Infrequent Influxes of Inspiration

The Best Pitch in a Good While

I updated this review with one important thing. If you already read the blogpost, feel free to skip directly to the bottom.

Some people are astonished at how some people can stand for hours on end to queue for a two-hour commercial, presented by Steve Jobs. Well, I just finished reading 270-odd pages of advertisement for a workplace, and I will encourage you to do the same. No, it's not a position I found on Craigslist. It was the book Rework.

image of Rework's cover

The book is written by the founders of 37signals (their blog is a highly recommended read, btw,) Jason Fried and David Heinemeier Hansson. According to the introduction, it's a book about stuff they have found out to work in real business life. This would mean, what they talk about isn't some idealistic blabber; this would mean it's tried, it's doable, and it really works.

The book is a collection of 87 (hope I counted them right) pieces of wisdom. Each starts with a radical claim in the form of just a few words. Then they proceed to give a clear and concise explanation in just one or two pages on why it, indeed, is so. The language is down to earth, buzzword-free, friendly and convincing. It's CEO-level advice spoken with coffee-break-level words.

I found myself nodding to this book more than I tend to nod with Infected Mushroom's Artillery. I've been nodding either due to relief of not being alone with a thought (such as Forget about formal education,) due to obvious-to-me-ness (like Marketing is not a department,) or due to holy-shit moments (e.g. Embrace constraints.) There was not a single advice that I personally would disagree with (see update). And almost all of them I would heartily welcome.

While the book is about 270 pages long, it's a very quick read, thanks to its easy langauge, large type and refreshing illustrations. A handful of hours is all it takes to read it from cover to cover. Although the book is written primarily for business owners (current or future ones), there are the occasional nuggets of gold that anyone can benefit from and try to make a difference (like Meetings are toxic.) There is absolutely no reason for anyone interested in a pleasant workplace not to read it. All the less reason for people wielding some corporate power. As Seth Godin so fittingly puts it: Ignore this book at your own peril.

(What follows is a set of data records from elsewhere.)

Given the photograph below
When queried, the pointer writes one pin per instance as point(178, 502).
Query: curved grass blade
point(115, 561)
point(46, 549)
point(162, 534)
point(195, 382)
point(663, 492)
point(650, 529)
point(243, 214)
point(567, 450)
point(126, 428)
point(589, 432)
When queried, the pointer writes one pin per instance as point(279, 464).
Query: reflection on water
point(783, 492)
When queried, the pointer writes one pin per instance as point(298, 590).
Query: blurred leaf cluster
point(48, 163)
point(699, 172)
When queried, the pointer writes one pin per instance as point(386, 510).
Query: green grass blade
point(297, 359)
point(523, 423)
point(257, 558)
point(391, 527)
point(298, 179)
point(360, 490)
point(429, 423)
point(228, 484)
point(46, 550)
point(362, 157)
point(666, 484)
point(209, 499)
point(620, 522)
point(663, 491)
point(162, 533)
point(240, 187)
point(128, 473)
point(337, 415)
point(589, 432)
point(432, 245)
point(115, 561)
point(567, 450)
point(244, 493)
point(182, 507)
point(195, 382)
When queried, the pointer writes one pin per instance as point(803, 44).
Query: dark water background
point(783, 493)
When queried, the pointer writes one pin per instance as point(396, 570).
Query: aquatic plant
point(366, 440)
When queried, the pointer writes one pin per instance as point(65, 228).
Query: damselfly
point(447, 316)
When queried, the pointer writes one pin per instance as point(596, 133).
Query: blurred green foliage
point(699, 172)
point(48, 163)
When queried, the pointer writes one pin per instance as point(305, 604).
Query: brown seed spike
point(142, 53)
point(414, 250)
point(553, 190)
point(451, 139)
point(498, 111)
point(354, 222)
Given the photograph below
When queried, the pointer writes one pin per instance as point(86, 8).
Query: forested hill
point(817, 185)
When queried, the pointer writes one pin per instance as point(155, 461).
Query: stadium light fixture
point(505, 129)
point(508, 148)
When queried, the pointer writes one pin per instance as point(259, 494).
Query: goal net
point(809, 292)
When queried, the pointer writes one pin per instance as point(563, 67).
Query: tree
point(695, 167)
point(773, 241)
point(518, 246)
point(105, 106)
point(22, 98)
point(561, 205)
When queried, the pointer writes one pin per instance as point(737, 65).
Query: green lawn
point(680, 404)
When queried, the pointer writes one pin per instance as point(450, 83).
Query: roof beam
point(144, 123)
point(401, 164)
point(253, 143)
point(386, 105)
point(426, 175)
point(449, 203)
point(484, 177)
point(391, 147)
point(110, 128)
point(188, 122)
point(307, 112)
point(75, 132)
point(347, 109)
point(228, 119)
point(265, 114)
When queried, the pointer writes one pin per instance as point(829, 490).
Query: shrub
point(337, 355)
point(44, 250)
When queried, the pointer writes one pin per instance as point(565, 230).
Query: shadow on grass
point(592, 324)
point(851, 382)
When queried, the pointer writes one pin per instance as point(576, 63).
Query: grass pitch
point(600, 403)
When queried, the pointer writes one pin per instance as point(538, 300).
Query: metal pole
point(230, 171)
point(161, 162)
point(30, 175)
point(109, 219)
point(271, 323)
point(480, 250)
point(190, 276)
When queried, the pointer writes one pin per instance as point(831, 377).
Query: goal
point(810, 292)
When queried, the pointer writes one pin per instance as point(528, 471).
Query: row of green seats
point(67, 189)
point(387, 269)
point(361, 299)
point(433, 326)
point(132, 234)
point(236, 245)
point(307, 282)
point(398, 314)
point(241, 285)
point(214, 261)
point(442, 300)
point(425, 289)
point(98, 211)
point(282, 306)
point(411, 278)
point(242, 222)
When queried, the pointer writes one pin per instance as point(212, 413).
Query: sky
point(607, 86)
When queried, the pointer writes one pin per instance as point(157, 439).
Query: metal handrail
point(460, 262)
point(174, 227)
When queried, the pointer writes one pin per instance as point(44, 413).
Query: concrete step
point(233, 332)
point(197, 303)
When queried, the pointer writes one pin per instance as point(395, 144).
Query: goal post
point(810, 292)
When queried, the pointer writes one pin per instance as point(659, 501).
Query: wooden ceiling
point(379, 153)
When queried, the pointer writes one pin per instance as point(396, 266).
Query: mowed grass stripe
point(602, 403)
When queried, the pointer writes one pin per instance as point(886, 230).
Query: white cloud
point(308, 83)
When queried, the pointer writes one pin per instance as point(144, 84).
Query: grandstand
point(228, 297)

Rework has reminded me why I would never be happy working in a huge, multinational corporation. As it appears, this book stands for much that I, too, stand for. What the authors write about represents a workplace I would greatly enjoy being a part of.

Update!

There is one crucial thing that I disagree with: Interruption is the enemy of productivity. It claims that offices with open space is not as great as everyone thinks, and as you constantly get interrupted by people talking to or around you, you get less done. Well, actually, I'm not disagreeing with this, since it makes perfect sense. But what I'm objecting to is taking this rule to the extreme.

If you abolish all kinds of interruptions, you would effectively seal everyone to their own small little soundproof, locked-door cell, and nobody may talk to eachother directly. The piece does mention that passive communication is ok (e.g. email), while active is not (talk, meetings, phone, IM.)

The key to a successful project, in my mind, is good communication. Communication should be open, and there shouldn't be any protocol to do that. Once you put obstacles in front of communication within your project, people will slowly just stop asking about those little "meaningless" things. It turns out, those meaningless things are often not that meaningless after all, but those nuances that takes your product from merely good to excellent.

Sure, nobody likes interruptions. But I like to communicate with my collagues. Consider a good compromise. My suggestion (as if I would have any weight) is to cut unnecessary interruptions. Allow people to opt-out from interruptions, don't interrupt people with out-of-topic things. But don't discourage communication. That's not a workplace I want to work at.